Users face bountiful choices in the coming year as wireless hardware vendors ready new devices with an array of feature combinations and platform support.
Customers this year will see new offerings from Kyocera International Inc., Samsung Electronics Co. Ltd., Panasonic Digital Communications and Security Co., BenQ Corp., Mitsubishi Electric Corp. and Research In Motion Ltd.
The lineups at this weeks CTIA Wireless show in New Orleans and the CeBIT show in Hannover, Germany, however, are being met by enterprise users with a mixture of interest and dread. For some IT managers, many of the feature-rich devices are overwhelming.

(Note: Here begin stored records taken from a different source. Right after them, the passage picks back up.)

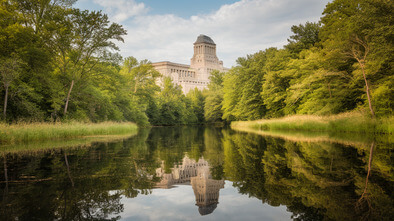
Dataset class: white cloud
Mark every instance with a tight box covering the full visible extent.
[104,0,329,67]
[93,0,148,23]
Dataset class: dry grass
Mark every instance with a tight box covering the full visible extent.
[0,122,137,144]
[231,112,394,134]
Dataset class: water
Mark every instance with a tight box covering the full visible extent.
[0,127,394,221]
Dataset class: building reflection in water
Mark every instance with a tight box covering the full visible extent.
[156,156,224,216]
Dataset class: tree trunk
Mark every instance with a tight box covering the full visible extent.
[361,65,375,118]
[64,152,74,187]
[64,80,74,115]
[3,86,8,120]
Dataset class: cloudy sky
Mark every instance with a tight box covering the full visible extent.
[74,0,330,67]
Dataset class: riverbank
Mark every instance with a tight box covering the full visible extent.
[0,122,138,144]
[231,112,394,134]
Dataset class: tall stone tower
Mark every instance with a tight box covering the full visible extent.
[152,35,228,94]
[190,35,224,81]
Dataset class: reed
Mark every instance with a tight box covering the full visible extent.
[231,112,394,134]
[0,122,137,144]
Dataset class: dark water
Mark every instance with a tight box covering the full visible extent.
[0,127,394,221]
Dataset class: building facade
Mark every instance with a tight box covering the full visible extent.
[152,35,228,94]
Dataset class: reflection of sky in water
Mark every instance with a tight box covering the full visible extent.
[115,181,291,221]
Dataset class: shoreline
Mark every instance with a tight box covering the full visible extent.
[0,122,138,145]
[231,112,394,135]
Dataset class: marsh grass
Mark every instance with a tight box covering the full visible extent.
[0,134,137,156]
[231,112,394,134]
[0,122,137,144]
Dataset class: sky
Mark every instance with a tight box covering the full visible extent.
[74,0,331,68]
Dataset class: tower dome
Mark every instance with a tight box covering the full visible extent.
[194,35,216,45]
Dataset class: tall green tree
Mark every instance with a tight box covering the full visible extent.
[204,70,225,122]
[51,9,126,114]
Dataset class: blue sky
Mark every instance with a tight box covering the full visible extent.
[74,0,329,67]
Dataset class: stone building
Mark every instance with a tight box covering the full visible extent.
[152,35,228,94]
[155,156,224,215]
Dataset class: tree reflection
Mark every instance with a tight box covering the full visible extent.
[0,127,394,220]
[223,132,394,220]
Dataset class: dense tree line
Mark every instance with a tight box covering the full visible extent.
[211,0,394,121]
[0,0,208,125]
[0,0,394,125]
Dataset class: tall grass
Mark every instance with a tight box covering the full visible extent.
[231,112,394,134]
[0,122,137,144]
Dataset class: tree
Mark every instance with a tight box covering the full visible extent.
[285,22,321,54]
[0,55,23,120]
[186,88,205,124]
[349,36,375,117]
[204,70,225,122]
[54,9,126,114]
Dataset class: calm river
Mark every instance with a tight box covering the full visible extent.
[0,127,394,221]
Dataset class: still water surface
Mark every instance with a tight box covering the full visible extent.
[0,127,394,221]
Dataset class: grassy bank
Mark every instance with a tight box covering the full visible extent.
[231,112,394,134]
[0,122,137,144]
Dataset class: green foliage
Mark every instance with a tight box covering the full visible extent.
[285,22,321,54]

“The main users of these products are always on the go. They want something user-friendly, which isnt the No. 1 selling point,” said Nicole Ethridge, an IS assistant at Boston Properties Inc., in Boston, which is implementing a mobile property management program. “Im dreading supporting the cell phone/PDA combos. Well have to establish an aggressive training program.”
While the choice of devices may be fun from the users perspective, many mobile professionals say they dont have time to take advantage of full-featured models that combine phones, PDAs and games.
“I went back to using the RIM [BlackBerry device] exclusively,” said Christopher Bell, chief technology officer of People2People Group, in Boston, who has experimented with several PDA and phone combinations in the past few years. “I just dont have the time to program the Pocket PC.”
At CTIA Wireless, Kyocera will unveil eight new devices, designed to grab more attention than the San Diego companys current utilitarian phones.
The lineup features stylized mainstream Personal Communications Service phones with names such as Blade and Phantom, plus a high-end phone called Slider, which features a keyboard that users can slide shut when not in use. The Slider runs on CDMA (Code Division Multiple Access) networks at 800MHz and 1900MHz as well as high-speed CDMA 1X networks. It features a 65,000-color display, an enhanced messaging service and support for Qualcomm Inc.s Binary Runtime Environment for Wireless. It will be available this fall.
Kyocera also plans to launch its long-awaited 7135 Palm OS-based smart phone for CDMA networks in conjunction with Verizon Wireless Inc. in the next six weeks, officials said.
Samsung, meanwhile, at CeBIT is showing its own Palm OS-based smart phone for GSM/GPRS (Global System for Mobile Communications/General Packet Radio Service) networks. Running Version 5.2 of Palm OS, Samsungs Mobile Information Terminals SGH-i500 includes a multimedia messaging client, a Wireless Application Protocol 2.0 browser and a 330,000-pixel digital camera.
Cameras are becoming de rigueur: Panasonic at CTIA will join AT&T Wireless Services Inc. to launch the GU87 Mobile Internet Pro Phone, a clamshell GSM/GPRS phone that includes Multimedia Messaging Service and a 2X zoom camera.
In a show of support for Symbian Ltd.s Symbian OS, Samsung, of Seoul, South Korea, will offer the SGH D 700, which runs the Series 60 platform on top of Symbian. It includes a rotating digital camera and is due in the third quarter.
BenQ, which announced a licensing deal with Symbian in January, plans to ship a phone in the third quarter that runs Symbian OS Version 7, according to officials at the Taiwan company. Meanwhile, Mitsubishi, of Tokyo, is showing a Symbian OS 7 phone that has integrated wireless LAN and voice-over-IP support as well as a built-in camcorder; the company has yet to announce a due date.
RIM, for its part, is keeping its devices stylistically simple but is adding support for new phone networks. At CeBIT, the Waterloo, Ontario, company is demonstrating two new BlackBerry models that support GPRS designed primarily for customers in Europe.